Здесь, наверное, стоит сказать несколько слов о Всеволоде Вишневском, который возглавлял тогда «Знамя». Его собственные произведения — он писал в приподнято романтическом с примесью патетики стиле — не без оснований забыты. Но как у редактора журнала у него есть серьезные заслуги. Он напечатал несколько вещей, которые были совсем не по тогдашней идеологической и литературной погоде. Но книги эти и сегодня сохранили свою живую силу, оказались долговечными. Можно понять, почему он печатал «Звезду» — в этой повести Эммануила Казакевича есть хоть и отдаленная близость с его собственными литературным устремлениями и вкусом. Но увидевшие свет в «Знамени» «Спутники» Веры Пановой и сталинградская повесть Некрасова были чуждой для него стилистики, а он их печатал. Что касается Некрасова, то Вишневский, конечно, понимал, что повесть эта будет находиться в зоне критического обстрела. Об этом свидетельствует его письмо Некрасову — похоже, что оно писалось после не внушавшего оптимизма обсуждения повести руководством Союза писателя — Вишневский знал уже, что аплодисментов не будет, но твердо стоял на своем, был уверен, что поступил правильно. Он писал Некрасову: «Это в данное время наиболее ценная и наиболее точная вещь о событиях в Сталинграде. Мы, конечно, могли бы при нашем умении и искусстве здорово Вас выстирать, пропустить через синьку, подкрахмалить и отутюжить. К этому склоняются все наши критические „недоросли“. А я решил оставить вещь такой, какой она вышла из-под пера окопника». И в своих воспоминаниях о Вишневском Некрасов написал, что он был «в редакторской деятельности более чем смелый. Мной он „увлекся“, и здесь его прямота и смелость, небоязнь „инстанций“ очень мне помогли — „Сталинград“ вышел в том виде, как мы хотели».

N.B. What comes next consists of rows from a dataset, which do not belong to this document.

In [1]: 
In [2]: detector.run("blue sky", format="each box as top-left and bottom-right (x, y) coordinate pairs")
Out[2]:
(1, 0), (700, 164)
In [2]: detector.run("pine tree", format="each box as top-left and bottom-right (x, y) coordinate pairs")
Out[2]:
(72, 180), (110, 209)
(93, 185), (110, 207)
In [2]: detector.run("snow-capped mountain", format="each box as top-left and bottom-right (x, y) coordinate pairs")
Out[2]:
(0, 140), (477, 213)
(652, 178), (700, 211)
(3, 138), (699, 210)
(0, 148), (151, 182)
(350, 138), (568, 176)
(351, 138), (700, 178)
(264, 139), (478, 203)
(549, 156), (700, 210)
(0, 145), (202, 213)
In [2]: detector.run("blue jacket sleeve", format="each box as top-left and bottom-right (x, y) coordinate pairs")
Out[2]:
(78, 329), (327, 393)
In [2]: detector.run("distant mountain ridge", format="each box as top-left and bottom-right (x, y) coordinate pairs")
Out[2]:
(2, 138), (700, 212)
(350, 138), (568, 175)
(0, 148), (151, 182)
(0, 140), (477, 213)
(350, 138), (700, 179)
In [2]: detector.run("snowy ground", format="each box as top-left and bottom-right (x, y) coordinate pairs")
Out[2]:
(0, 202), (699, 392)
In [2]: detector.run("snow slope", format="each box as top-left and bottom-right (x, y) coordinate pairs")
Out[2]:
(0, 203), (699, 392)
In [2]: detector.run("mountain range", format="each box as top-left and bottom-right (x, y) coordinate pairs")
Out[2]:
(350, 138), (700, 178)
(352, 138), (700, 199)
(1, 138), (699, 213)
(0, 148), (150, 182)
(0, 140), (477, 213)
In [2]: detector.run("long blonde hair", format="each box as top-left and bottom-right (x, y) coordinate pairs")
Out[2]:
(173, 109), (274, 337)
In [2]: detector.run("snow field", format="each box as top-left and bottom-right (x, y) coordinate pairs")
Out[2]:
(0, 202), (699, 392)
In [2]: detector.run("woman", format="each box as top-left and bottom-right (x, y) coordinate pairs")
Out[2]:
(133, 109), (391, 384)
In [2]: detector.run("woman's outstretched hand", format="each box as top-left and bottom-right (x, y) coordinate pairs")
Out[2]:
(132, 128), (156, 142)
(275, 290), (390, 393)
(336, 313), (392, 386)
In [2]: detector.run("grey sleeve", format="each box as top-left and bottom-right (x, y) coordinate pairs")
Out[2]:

Уже первая фраза повести: «Приказ об отступлении приходит совершенно неожиданно» не могла не привести неистовых ревнителей идейной стерильности в ярость: Сталинград — замечательная наша победа, знаменовавшая коренной перелом в ходе Великой Отечественной
И вдруг по непостижимому, так и оставшемуся невыясненным, капризному повелению Сталина, поставившему идеологическое и литературное начальство в тупик (как известно, Сталину вопросов не задавали, а он своими соображениями делился лишь по собственной охоте), повесть Некрасова была удостоена Сталинской премии — что и спасло ее от запланированного неминуемого разгрома.
Книга Некрасова представляла собой рассказ не наблюдателя — пусть и даже очень глазастого, — в часы затишья ненадолго попавшего по редакционной или какой-то другой служебной надобности на передний край, а человека, познавшего все опасности и тяготы, обрушивающиеся на «окопника», на своей шкуре и изобразившего их без прикрас и смягчений. Это была книга изнутри войны, появление которой предсказывал Эренбург. До нее суровый, дорогой ценой оплаченный опыт солдат и офицеров с «передка», к которым и принадлежал автор, не находил правдивого отражения ни в книгах, ни в кинофильмах. В подавляющем большинстве произведений той поры «окопники» были в лучшем случае безликой «массовкой», им полагалось дружно бежать в атаку, кричать «За Родину, за Сталина! Ура!», а крупным планом изображались «орлы», «чудо-богатыри» которым все было нипочем, и в огне они не горели, и в воде не тонули, неуязвимые для пуль и мин, они били захватчиков как мух.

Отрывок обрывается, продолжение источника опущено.